Using CFD simulations to remove 17.6 kW of heat from the world’s largest chip

By Katie Tormala

Ever wonder how smart assistants like Siri or Alexa can understand what you’re saying and come up with an answer quickly? These smart assistants, like self-driving cars, use powerful machine learning systems and natural language processing. An engineer trained a computer to accomplish specific tasks by processing large amounts of data and recognizing patterns in the data. As consumer adoption of these technologies continues, high-level artificial intelligence (AI) will also grow.

High-level artificial intelligence requires powerful computing. So, how do you evaluate options to optimize the removal of 17.6kW of heat from a chip over 20 cm on a side containing 84 integrated circuits (IC) sites? In the Thermal management for AI hardware and electronics cooling for a deep learning machine webinar, Guy Wagner from Electronics Cooling Solutions discusses how Simcenter Flortherm XT computational fluid dynamics (CFD) simulations helped the team evaluate options for cooling and determine the best solution.

Evaluating traditional options for air cooling a large, hot chip

First, the team developed quick simulations to assess whether an air-cooled solution could keep within the model constraints. Considering reasonable temperature rises, the team simulated 2,000 CFM and a heat sink.

Why air cooling wouldn’t work:

  • Deafening noise levels
  • Unable to fit the fan configuration in a standard 19” rack
  • Unable to keep the IC sites within a narrow temperature range (not even close)

So, the team at Electronics Cooling Solutions looked at the next viable option – liquid cooling.

Using CFD simulations for reviewing options for liquid cooling a large, hot chip

The team was able to rule out air-cooled as an option quickly and started building liquid-cooled simulations. In this example, a coolant picks up the heat at the cold plate and flows to the heat exchanger (HEX), where the heat is removed and then flows through the pump and back to the cold plate at the heat source.
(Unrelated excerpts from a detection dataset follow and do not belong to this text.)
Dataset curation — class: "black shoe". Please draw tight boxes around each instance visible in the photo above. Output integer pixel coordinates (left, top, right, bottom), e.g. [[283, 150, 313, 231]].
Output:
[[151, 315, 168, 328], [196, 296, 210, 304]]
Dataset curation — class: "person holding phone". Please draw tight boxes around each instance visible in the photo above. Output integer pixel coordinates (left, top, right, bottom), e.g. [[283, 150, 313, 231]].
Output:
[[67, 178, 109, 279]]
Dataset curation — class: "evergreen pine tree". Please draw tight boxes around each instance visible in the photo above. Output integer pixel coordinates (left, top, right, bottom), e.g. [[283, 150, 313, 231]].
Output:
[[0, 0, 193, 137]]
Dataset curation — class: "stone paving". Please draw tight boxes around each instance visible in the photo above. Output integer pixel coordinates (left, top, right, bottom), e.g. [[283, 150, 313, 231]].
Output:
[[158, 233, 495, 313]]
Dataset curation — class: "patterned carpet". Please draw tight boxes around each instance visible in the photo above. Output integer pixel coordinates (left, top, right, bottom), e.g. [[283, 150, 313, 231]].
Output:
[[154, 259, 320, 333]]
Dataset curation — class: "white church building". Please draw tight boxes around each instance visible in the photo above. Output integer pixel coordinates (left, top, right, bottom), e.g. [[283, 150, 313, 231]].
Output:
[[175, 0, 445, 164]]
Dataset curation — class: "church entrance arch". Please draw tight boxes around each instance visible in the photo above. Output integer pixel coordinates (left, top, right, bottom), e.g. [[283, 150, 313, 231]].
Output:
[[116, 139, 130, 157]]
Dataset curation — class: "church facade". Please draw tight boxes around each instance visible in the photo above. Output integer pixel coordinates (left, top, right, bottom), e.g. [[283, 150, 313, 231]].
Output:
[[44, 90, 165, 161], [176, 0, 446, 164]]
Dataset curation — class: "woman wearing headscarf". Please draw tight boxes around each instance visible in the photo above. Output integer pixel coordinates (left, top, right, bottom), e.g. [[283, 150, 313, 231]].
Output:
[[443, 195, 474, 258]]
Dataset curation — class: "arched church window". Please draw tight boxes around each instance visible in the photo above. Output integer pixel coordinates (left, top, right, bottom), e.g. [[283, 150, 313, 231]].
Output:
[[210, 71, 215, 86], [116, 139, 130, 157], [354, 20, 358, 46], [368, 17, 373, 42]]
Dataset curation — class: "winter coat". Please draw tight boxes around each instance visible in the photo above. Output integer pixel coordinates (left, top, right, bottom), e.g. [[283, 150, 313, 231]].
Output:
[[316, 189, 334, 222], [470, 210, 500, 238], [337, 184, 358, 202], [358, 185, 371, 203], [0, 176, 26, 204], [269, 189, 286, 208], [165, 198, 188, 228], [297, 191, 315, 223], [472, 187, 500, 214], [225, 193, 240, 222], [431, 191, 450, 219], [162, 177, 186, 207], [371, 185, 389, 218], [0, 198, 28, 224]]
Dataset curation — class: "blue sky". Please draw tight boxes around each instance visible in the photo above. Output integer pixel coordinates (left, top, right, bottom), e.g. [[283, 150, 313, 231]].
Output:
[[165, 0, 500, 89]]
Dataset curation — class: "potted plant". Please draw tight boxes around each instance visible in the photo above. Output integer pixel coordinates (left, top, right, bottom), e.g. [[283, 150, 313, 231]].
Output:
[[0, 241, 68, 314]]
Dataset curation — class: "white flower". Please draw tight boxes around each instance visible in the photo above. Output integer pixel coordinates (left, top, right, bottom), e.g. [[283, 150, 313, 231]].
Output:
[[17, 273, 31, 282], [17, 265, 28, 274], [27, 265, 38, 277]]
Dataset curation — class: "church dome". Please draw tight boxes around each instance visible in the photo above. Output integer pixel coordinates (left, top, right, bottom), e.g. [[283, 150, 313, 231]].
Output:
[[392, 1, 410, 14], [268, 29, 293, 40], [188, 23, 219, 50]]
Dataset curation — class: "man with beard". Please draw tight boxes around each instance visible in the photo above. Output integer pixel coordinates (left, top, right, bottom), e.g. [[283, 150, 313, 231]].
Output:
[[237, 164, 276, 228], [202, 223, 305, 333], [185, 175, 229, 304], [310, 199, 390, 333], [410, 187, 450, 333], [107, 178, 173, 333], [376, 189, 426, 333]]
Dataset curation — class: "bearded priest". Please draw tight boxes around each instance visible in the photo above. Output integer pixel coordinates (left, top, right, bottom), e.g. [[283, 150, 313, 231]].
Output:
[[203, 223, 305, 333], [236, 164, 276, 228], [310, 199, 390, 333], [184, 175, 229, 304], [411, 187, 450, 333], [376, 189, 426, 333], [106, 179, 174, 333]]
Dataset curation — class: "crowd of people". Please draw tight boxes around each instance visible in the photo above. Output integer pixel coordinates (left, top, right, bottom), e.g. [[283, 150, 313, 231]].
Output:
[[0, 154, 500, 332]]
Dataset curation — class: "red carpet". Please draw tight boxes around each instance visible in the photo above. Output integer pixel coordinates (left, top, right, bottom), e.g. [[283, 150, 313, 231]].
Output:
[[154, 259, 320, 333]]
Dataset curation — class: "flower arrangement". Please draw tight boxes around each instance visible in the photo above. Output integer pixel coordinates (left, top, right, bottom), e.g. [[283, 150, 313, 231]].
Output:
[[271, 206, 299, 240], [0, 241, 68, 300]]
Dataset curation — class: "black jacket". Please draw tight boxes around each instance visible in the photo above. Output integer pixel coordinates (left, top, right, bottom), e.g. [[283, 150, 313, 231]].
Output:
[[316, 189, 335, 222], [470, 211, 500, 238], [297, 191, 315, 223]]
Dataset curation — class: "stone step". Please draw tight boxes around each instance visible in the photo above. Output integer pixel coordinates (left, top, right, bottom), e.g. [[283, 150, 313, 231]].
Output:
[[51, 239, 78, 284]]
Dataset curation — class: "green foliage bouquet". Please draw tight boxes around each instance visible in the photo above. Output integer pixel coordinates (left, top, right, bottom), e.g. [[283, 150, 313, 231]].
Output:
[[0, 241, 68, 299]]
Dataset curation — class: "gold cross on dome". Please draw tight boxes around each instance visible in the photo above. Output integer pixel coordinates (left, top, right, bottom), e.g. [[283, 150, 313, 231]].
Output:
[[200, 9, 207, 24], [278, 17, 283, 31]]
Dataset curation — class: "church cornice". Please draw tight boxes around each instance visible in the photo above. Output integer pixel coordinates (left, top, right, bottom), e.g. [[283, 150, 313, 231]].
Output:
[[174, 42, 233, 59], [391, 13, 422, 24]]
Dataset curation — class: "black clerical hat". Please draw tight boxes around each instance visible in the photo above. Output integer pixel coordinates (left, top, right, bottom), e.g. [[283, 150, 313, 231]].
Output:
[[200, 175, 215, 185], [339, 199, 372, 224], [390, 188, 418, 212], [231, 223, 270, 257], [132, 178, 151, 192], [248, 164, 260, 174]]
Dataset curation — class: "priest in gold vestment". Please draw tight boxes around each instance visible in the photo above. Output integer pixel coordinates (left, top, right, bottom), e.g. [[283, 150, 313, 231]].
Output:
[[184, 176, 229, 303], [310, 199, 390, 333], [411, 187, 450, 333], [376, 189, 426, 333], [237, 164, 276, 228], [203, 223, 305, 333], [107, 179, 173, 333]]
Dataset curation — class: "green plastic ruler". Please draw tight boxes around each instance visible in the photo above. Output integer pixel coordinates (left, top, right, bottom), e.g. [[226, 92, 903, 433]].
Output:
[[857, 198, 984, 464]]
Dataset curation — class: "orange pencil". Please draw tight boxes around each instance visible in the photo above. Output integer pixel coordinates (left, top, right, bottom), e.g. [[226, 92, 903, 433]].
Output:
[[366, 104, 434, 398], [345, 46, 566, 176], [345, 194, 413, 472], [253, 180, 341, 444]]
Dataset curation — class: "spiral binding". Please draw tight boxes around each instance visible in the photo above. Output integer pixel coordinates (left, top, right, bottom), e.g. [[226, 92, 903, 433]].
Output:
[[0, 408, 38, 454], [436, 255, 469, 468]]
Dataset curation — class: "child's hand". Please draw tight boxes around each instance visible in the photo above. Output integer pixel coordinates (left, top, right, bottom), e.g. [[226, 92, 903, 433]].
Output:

  1. Cold plate: removes the heat load from the electronics at the required flow rate
  2. Pump: provides the proper pressure and flow rate for the system
  3. Air-to-liquid HEX: removes heat from the coolant at the available airflow and liquid coolant flow rate

Once the team set up the potential solution, they ran simulations to test the required constraints. Simcenter Flotherm XT modeled the fluid flow through the entire module (including all the micro-channels).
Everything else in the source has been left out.